Le groupe d'experts, ce matin, nous a invités de circonscrire cette demande, et c'est fort... et il y a de bonnes raisons, peut-être, pour faire... aux gens devant un diagnostic. Nous avons un devoir de pédagogie aussi, de sensibilisation du public. Et il y a la possibilité qu'il y a un grand pourcentage du public qui aimerait avoir accès à cette demande, qui... on est... qui n'est pas censée d'être exécutoire, c'est-à-dire qu'il y aurait d'autres étapes. Est-ce que vous partagez les conseils qu'on aurait eus, de circonscrire nos travaux, notre travail et de limiter l'accès à cette demande uniquement aux gens qui sont devant un diagnostic sérieux tel que décrit?

M. Bureau (Michel A.) : David?

M. Lussier (David) : Oui. Moi... C'est très bien expliqué aussi, dans le rapport, que la perspective qu'on a face à une maladie, face à notre futur va changer au moment d'un diagnostic. C'est vrai pour les maladies neurocognitives, ce serait vrai pour d'autres maladies aussi. Là, on parle des maladies neurocognitives. Donc, c'est très difficile, pour quelqu'un qui s'imagine avoir un diagnostic de maladie neurocognitive, savoir comment il va réagir quand ça va arriver.
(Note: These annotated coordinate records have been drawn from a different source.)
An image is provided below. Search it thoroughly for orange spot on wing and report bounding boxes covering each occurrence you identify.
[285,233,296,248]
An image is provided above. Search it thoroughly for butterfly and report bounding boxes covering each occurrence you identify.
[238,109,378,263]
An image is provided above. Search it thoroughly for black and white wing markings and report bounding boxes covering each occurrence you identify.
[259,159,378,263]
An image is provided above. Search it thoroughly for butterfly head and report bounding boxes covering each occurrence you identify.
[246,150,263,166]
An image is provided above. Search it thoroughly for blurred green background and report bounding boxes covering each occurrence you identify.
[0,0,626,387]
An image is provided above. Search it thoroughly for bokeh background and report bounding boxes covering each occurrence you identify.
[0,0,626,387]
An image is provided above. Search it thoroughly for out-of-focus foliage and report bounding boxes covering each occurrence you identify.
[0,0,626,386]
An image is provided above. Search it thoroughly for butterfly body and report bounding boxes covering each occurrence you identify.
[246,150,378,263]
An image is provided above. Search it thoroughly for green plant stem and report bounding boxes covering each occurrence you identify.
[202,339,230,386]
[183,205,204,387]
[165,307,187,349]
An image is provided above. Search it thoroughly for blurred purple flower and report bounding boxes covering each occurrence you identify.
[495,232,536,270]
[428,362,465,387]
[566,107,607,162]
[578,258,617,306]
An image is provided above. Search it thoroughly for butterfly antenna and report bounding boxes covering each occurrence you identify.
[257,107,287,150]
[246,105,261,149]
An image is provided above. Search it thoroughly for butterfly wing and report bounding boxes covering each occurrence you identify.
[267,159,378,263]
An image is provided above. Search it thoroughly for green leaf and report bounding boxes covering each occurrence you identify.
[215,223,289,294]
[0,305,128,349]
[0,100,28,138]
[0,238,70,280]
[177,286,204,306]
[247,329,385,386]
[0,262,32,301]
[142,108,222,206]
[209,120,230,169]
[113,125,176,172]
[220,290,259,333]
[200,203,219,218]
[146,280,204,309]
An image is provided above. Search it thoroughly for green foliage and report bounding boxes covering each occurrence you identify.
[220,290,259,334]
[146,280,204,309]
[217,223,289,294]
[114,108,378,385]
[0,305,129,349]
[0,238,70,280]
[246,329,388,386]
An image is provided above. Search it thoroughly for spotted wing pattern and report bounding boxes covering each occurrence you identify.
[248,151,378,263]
Et notre évaluation... Les études ont montré que notre évaluation qu'on fait avant d'avoir le diagnostic va souvent changer après avoir eu le diagnostic. Donc, on va pouvoir être prêts, souvent, à accepter plus de pertes de fonctions, probablement, après avoir eu le diagnostic.
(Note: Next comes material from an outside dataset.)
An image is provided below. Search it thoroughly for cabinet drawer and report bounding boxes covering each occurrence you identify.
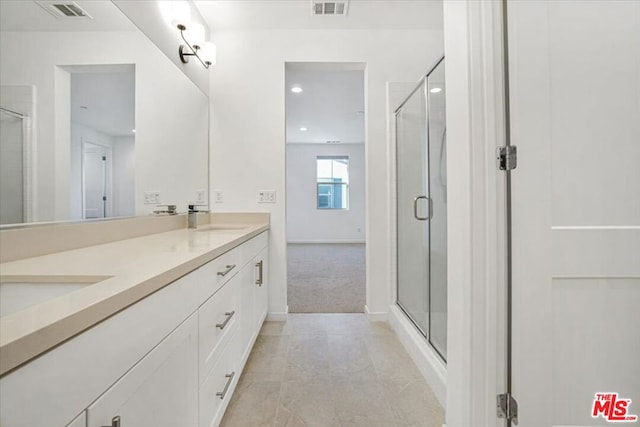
[199,328,240,427]
[238,231,269,262]
[198,273,243,378]
[200,247,241,301]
Donc, c'est pour ça que c'est important, et c'est très bien expliqué, encore là, par le rapport d'experts, d'attendre d'avoir le diagnostic pour être certains, finalement, de protéger. C'est une mesure de protection, finalement, pour ne pas que la personne prenne une décision qu'elle n'aurait pas prise sinon.

M. Birnbaum : Et, si je peux poursuivre, compte tenu que la recommandation, c'est que ce ne soit pas exécutoire et qu'évidemment les circonstances devraient être assez sérieuses et graves en termes de souffrance, et de qualité de vie, et attentes de vie, ça ne devrait pas, ces conditions-là, ces contraintes-là, nous inviter à aller un petit peu plus loin?

M. Bureau (Michel A.) : J'ai regardé, avant cette commission, quelles étaient les statistiques des Hollandais, qui permettent la déclaration médicale anticipée, et j'étais très étonné du très petit nombre de gens qui, finalement, sont admissibles. Et je me disais : Est-ce que leurs règles sont trop contraignantes dans l'admissibilité? Et ça se pose pour nous aussi.

M. Birnbaum : Mme la Présidente, il me reste...

La Présidente (Mme Guillemette) : 40 secondes, M. le député.

M. Birnbaum : 40 secondes. Juste bien vite. Vous nous avez offert un portrait très clair de ce qui se passe jusqu'à date. Êtes-vous satisfaits, advenant une demande plus importante fort possible, qu'en région, spécifiquement et particulièrement, l'accès au soin médical à mourir peut être au rendez-vous s'il y a une demande...

M. Bureau (Michel A.) : Je dirais que oui. Nous sommes aujourd'hui à un chiffre d'à peu près 1 000 médecins qui s'impliquent. Au début, il y en avait 50, 60, 100. Maintenant, les médecins voient là un exercice de la médecine d'un très haut niveau. Ce n'est plus un fardeau. C'est devenu quelque chose de très spécial de la médecine, et ce ne sont pas tous les médecins qui vont pouvoir faire ça. Ça prend du monde comme Dr Lussier.

La Présidente (Mme Guillemette) : Merci. Merci beaucoup. Merci, Dr Bureau, Dr Lussier, pour votre contribution aux travaux de la commission.

Donc, compte tenu de l'heure, la commission suspend ses travaux quelques instants et se réunira en séance de travail. Donc, ceci met fin à la séance pour aujourd'hui. Et je vous invite à raccrocher pour mettre fin à la visioconférence. Merci, tout le monde.